По ее взгляду он видел, что она не шутит. Он похолодел от страха. Впрочем, он никогда и не считал себя храбрецом и в жизни не участвовал в драке.

– Если я пойду на это, то только один раз, – сказал он, стараясь говорить спокойно, – и больше мы с тобой никогда не увидимся.

– Как угодно, – тем же ровным тоном отозвалась она.

– В полдень я скажу тебе, что я решил, – сказал он, лихорадочно обдумывая, как в течение этих шести часов удрать от нее и ее приятелей с их бредовыми планами, улететь в Америку, спрятаться в Париже или Лондоне.

– Что ж, банки открыты и после обеда, – согласилась Моника. – Времени у нас хватит. Но ради твоей же безопасности предупреждаю: за тобой будут следить.

– Что ты за человек! – вскричал он срывающимся голосом.

– Если бы ты не был таким легкомысленным, беспечным и самоуверенным, – ответила она, по-прежнему не повышая тона, – то, прожив со мной столько времени, ты мог бы об этом и не спрашивать.

– Не понимаю, что легкомысленного и самоуверенного в нежелании убивать людей, – парировал он, уязвленный ее характеристикой. – Нечего задирать нос!

– Каждое утро ты надеваешь солдатскую форму, – сказала она. – А ведь тысячи парней твоего возраста, одетые в такую же форму, ежедневно убивают сотни тысяч ни в чем не повинных людей. Вот что я считаю легкомыслием. – Глаза у нее потемнели от гнева.

– И ты решила этому помешать? – возвысил он голос. – Ты и горстка твоих приятелей-террористов?

– Мы пытаемся. Мы много чего пытаемся сделать, в том числе и это. По крайней мере будем утешаться тем, что пытались. А чем утешишься ты? – усмехнулась она. – Тем, что играл в теннис, пока это все происходило? Что на свете не осталось ни одного человека, который испытывал бы к тебе уважение? Что ты сидел сложа руки, пока люди, чьи сапоги ты лижешь с утра и до вечера, договаривались взорвать земной шар? Когда весь мир взлетит на воздух, ты, умирая, будешь гордиться тем, что жрал, пил и спал с женщинами, пока все это готовилось? Проснись! Нет такого закона, который требует, чтобы ты ползал как червяк!

– Все это слова, – огрызнулся он. – А что вы делаете? Угоняете израильский самолет, бьете стекла в посольстве, стреляете в полицейского регулировщика? Так, по-вашему, можно спасти мир?

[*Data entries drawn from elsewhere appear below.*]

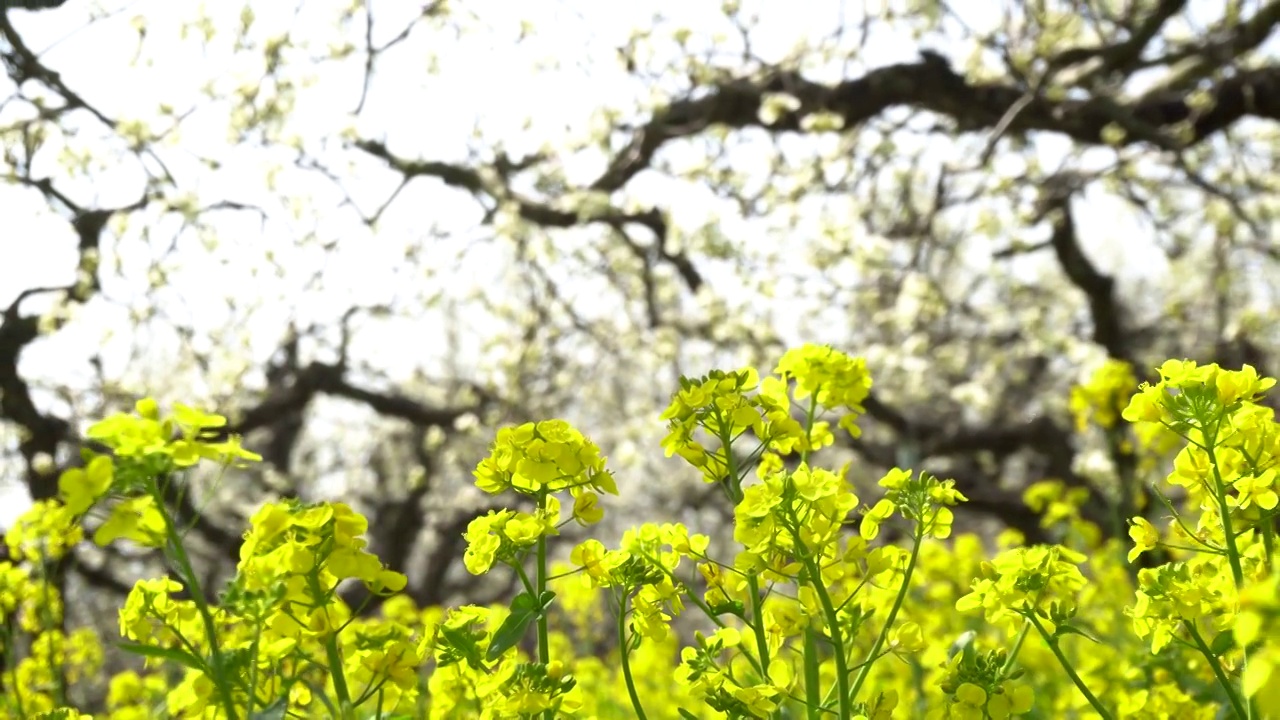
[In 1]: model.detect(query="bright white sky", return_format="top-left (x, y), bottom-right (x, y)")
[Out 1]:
top-left (0, 0), bottom-right (1182, 527)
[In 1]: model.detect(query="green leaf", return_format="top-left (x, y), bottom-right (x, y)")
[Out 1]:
top-left (118, 642), bottom-right (209, 674)
top-left (485, 592), bottom-right (541, 662)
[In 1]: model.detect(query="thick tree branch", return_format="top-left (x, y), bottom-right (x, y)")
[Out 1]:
top-left (591, 59), bottom-right (1280, 191)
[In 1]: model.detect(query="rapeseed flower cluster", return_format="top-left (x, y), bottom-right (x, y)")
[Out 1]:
top-left (0, 346), bottom-right (1280, 720)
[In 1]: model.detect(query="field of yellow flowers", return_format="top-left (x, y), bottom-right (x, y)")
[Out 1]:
top-left (0, 346), bottom-right (1280, 720)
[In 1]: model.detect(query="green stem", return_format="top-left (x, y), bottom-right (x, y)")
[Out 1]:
top-left (1183, 620), bottom-right (1249, 717)
top-left (1027, 610), bottom-right (1114, 720)
top-left (618, 593), bottom-right (649, 720)
top-left (147, 478), bottom-right (239, 720)
top-left (1204, 442), bottom-right (1244, 589)
top-left (746, 573), bottom-right (769, 683)
top-left (804, 557), bottom-right (854, 720)
top-left (804, 626), bottom-right (822, 720)
top-left (849, 520), bottom-right (924, 702)
top-left (534, 527), bottom-right (554, 720)
top-left (998, 620), bottom-right (1032, 680)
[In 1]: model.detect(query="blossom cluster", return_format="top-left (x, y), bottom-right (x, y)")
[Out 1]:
top-left (0, 346), bottom-right (1280, 720)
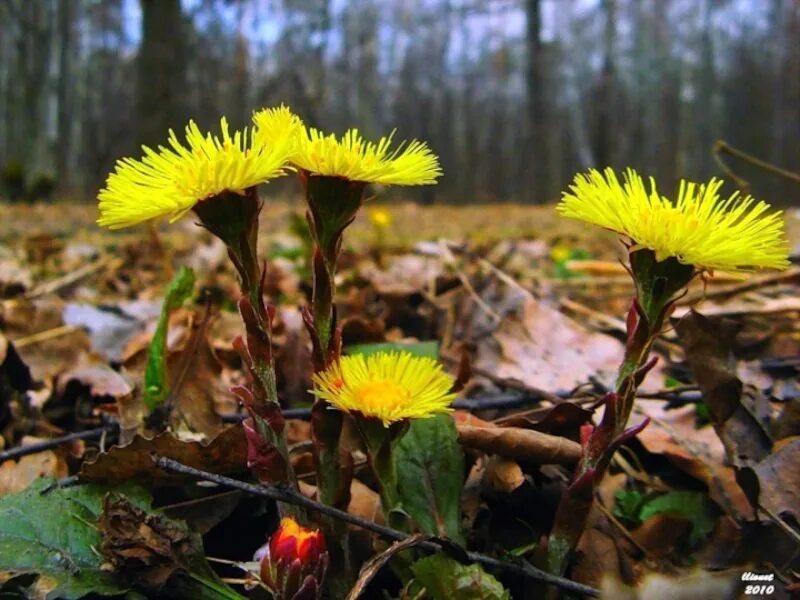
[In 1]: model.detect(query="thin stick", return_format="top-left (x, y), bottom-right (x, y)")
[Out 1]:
top-left (25, 257), bottom-right (124, 300)
top-left (14, 325), bottom-right (83, 348)
top-left (153, 456), bottom-right (600, 597)
top-left (0, 425), bottom-right (118, 463)
top-left (711, 140), bottom-right (800, 192)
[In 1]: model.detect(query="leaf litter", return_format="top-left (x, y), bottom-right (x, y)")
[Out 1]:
top-left (0, 204), bottom-right (800, 598)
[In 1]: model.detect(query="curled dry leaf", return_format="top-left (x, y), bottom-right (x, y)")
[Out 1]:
top-left (79, 425), bottom-right (247, 483)
top-left (475, 288), bottom-right (663, 392)
top-left (457, 425), bottom-right (581, 466)
top-left (675, 311), bottom-right (772, 465)
top-left (484, 456), bottom-right (525, 494)
top-left (97, 493), bottom-right (229, 597)
top-left (630, 399), bottom-right (753, 520)
top-left (738, 436), bottom-right (800, 523)
top-left (0, 450), bottom-right (69, 496)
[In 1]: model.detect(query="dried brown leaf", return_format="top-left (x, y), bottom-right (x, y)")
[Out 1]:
top-left (457, 425), bottom-right (581, 465)
top-left (79, 425), bottom-right (247, 483)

– При чем тут израильтяне? У нас, в нашей группе, на этот счет разные мнения, потому можешь не беспокоиться за своих приятелей-евреев… да и моих тоже.

– Спасибо, – насмешливо поклонился он, – за твою типично немецкую снисходительность к евреям.

– Негодяй! – Она попыталась было дать ему пощечину, но он успел схватить ее за руку.

– Ты это брось! – пригрозил он. – С автоматом ты, может, и справляешься, но боксера из тебя не выйдет. Бить себя я не позволю. Ты тут орала и угрожала, требуя от меня того, за что я могу получить пулю в лоб либо сесть в тюрьму на весь остаток жизни, но так и не удосужилась ничего объяснить. – Позабыв о страхе, он перешел в наступление: – Если я и решусь помочь вам, то вовсе не из боязни и не за деньги. Ладно, давай договоримся. Ты права: нет такого закона, который требует, чтобы я ползал как червяк. Ты меня убедила, я – с вами. А теперь сядь, держи свои руки и угрозы при себе и, не трепыхаясь, объясни все по порядку. И только так, а не иначе. Ясно?!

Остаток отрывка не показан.